Month’s events to focus on past, present

By Brenden Walz

Life in the past and the present will be the focus of events during the second week of Black Heritage Month.

The first event this week will be a solo performance by Mississippi artist Billy Jean Young from her play “Fannie Lou Hamer: This Little Light.”

Young’s performance will be held Tuesday at 7:30 p.m. in the Carl Sandburg Auditorium as part of the Tribute to Black People celebration.

The play describes the life of Hamer, an African-American, who joined the civil rights movement at the age of 45.

Van Amos, program coordinator for the Center for Black Studies, said Hamer was involved in the civil rights movement when she registered to vote with the help of a civil rights worker associated with the Student Nonviolent Coordinating Committee (SNIC).

Up until that point, she had worked on a plantation all her life.

Amos said Hamer then left the plantation with her husband after the plantation’s owner told her she had to withdraw her voter’s registration if she wanted to stay and live on the plantation.

“She was a very courageous woman to walk off the plantation at 45 years of age,” Amos said.

Six months later, Hamer began working for SNIC, Amos said.

“It’s the story of a ‘foot soldier’ who called for the unity of the races,” he said.

Billie Jean Young, an assistant professor at Jackson State University, will portray Hamer. She began working in community theater in 1969 and received her artistic training at Judson College for Women and a Juris Doctorate from Stanford University.

Young recently appeared in the film “Mississippi Burning,” which dealt with the FBI investigation of three civil rights workers in Mississippi in the summer of 1964.

Along with the show, the Soul Bowl Banquet will be held on Thursday at 5 p.m. in the Wesley Foundation building. The dinner is free and open to the public, although the public is encouraged to bring a dish to share.

“We hope the entire community will come out and break bread with us,” Amos said.

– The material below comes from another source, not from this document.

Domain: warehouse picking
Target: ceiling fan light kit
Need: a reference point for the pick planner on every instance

Also, a panel discussion titled “Being Black in DeKalb” will be held on Sunday, Feb. 16, at 7 p.m. in the Holmes Student Center’s Illinois Room

David Schmidt, campus minister of United Campus Ministry and Wesley Foundation, said the idea for the panel discussion grew out of the DeKalb Interfaith Network’s decision to look at local issues, in addition to international issues.

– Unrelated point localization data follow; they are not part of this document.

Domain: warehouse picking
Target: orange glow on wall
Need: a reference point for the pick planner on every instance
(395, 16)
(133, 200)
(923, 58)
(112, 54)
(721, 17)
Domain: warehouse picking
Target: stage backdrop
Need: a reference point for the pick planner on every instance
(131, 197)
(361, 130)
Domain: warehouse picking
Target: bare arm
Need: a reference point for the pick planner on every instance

He said the subject also was chosen because DeKalb Interfaith had sponsored a program last semester dealing with Columbus’s encounter with the new world.

“We realized many of us who are Euro-Americans don’t really understand what the experiences of African-Americans living in DeKalb are,” Schmidt said.

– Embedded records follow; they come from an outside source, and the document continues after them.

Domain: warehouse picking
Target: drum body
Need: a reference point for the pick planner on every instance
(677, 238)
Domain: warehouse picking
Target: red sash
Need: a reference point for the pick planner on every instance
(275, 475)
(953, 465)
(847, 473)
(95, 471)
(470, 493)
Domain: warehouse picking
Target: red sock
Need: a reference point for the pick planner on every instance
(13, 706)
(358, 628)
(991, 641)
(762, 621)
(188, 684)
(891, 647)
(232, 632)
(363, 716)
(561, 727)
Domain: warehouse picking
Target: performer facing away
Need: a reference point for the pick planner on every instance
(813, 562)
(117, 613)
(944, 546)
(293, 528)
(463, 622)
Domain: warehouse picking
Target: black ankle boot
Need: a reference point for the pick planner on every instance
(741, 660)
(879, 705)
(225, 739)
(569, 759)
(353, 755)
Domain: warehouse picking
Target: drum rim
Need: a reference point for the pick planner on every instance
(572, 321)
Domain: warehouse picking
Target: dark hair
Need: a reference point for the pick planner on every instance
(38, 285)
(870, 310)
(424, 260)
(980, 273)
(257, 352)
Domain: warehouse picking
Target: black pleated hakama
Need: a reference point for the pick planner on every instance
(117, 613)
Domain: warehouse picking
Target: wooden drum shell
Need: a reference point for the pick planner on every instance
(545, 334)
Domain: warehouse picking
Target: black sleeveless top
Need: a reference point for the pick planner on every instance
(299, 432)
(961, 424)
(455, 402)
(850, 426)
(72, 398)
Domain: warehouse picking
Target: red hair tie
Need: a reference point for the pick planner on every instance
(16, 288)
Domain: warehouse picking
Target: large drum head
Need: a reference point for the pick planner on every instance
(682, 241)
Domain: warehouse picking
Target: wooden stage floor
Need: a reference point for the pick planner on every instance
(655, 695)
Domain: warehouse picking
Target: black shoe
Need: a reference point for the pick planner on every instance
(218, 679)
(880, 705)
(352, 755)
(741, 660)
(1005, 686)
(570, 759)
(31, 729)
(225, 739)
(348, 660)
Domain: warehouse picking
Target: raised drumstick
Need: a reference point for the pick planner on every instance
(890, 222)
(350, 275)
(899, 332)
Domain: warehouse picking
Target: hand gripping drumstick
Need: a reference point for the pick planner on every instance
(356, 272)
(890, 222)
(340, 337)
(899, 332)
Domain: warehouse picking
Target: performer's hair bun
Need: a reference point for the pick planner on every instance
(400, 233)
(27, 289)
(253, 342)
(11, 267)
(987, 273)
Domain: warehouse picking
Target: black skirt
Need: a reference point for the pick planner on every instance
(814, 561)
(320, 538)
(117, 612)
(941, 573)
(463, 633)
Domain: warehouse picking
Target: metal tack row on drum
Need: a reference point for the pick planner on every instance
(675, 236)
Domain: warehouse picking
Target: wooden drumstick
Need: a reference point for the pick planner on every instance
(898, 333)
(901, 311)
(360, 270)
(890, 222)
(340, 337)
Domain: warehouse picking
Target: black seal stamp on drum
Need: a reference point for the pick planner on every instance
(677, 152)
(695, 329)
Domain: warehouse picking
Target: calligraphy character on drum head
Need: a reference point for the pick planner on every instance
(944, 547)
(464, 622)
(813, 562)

He said most impressions white people get of African-Americans come from what they watch on television or read in the newspaper, usually images of someone who is a sports hero or in trouble.

“For example, if a black faculty member is walking down the streets of DeKalb at night, a police car passing by is more likely to slow down and check him out than if it were a white faculty member,” Schmidt said.

“We don’t realize it happens, but it does.”

Schmidt added that he felt it was wrong for the white community to ask the African-American community to solve the problem of racism.

“But for us in the white society to know what to do, we must receive information from the black community so that we can know what to do to implement changes in a society that is dominated by European-American culture,” Schmidt said.